As várias propostas de fuga para o estrangeiro são recusadas por Marie, que clama sua inocência. O próprio Dumas, amigo da família, propusera à jovem órfã (Marie perdera os pais quando ainda menina, ficando a cargo de uma tia) que o deixasse levá-la para Paris: “Ofereci-me para raptá-la naquela mesma noite. Eu falava seriamente e o teria feito, certo de estar agindo em prol da sua felicidade e, conseqüentemente, de acordo com a Providência. Teria você se tornado cantora, atriz trágica ou literata? Não sei. (...) Com certeza teria sido algo grande, distinto, fora de série!”. Marie não foge e nada mais lhe resta senão escrever suas Reflexões e recordações, as quais, por sinal, Dumas cita várias vezes em sua narrativa. Triste é o destino das mulheres que não se adaptam a seu tempo, opina o escritor.

Enquanto espera pelo indulto que o novo imperador talvez lhe dê, instado pelos esforços do próprio Dumas e após superar os maus-tratos que lhe são infligidos na prisão à custa de sua própria saúde, Marie lê, lê “como quem tenha feito da crença na ficção a chave do funcionamento do real”, dirá Ricardo Piglia no seu O último leitor.

“É preciso ter sido privado de livros para sentir o preço dessa doce companhia, sempre variada, sempre renovada, sempre em uníssono com a corda vibrante de nosso espírito”, escreve Marie. E o que ela lê? Pascal, “o suave agrimensor da dúvida e da fé”; depois Bossuet, “o cronista inspirado dos segredos de Deus”; depois ainda Fénelon, “ a alma de apóstolo e de santo”; Madame de Sévigné, com “o inesgotável gênio de seu amor de mãe”, e enfim Corneille, Racine, Montaigne, La Fontaine, Molière. Em sua clausura vive da lembrança dos livros que carrega em sua memória.
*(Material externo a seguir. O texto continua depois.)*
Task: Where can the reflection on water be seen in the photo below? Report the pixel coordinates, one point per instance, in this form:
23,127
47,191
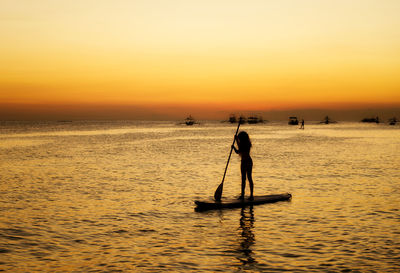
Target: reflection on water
118,196
247,235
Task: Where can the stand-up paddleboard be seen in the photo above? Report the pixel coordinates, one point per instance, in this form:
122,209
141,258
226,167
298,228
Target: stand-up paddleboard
235,203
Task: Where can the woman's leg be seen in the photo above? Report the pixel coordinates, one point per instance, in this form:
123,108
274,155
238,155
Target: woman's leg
243,171
250,178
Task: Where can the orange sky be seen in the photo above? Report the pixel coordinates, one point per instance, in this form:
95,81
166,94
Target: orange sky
246,55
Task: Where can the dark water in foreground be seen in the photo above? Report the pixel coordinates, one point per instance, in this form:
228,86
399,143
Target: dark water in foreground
118,196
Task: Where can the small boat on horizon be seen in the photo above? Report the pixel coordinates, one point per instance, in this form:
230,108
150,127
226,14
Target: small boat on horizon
293,121
392,121
371,120
190,121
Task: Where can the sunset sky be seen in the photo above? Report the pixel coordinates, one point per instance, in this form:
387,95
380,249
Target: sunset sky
218,55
E se ela tivesse tentado fugir?, pergunta-se o leitor, enquanto ainda tenta dirimir a dúvida que lhe ficou quanto à sua culpabilidade. Será que não teria conseguido talvez contornar a sorte que coube às suas contemporâneas literárias, Anna Kariênina e Emma Bovary? Talvez só George Sand, com suas self-made-women (quem, de sua geração, não torceu pela Pequena Fadette?), teria podido dar uma visão mais otimista do que a do romântico Dumas quanto ao destino de suas heroínas.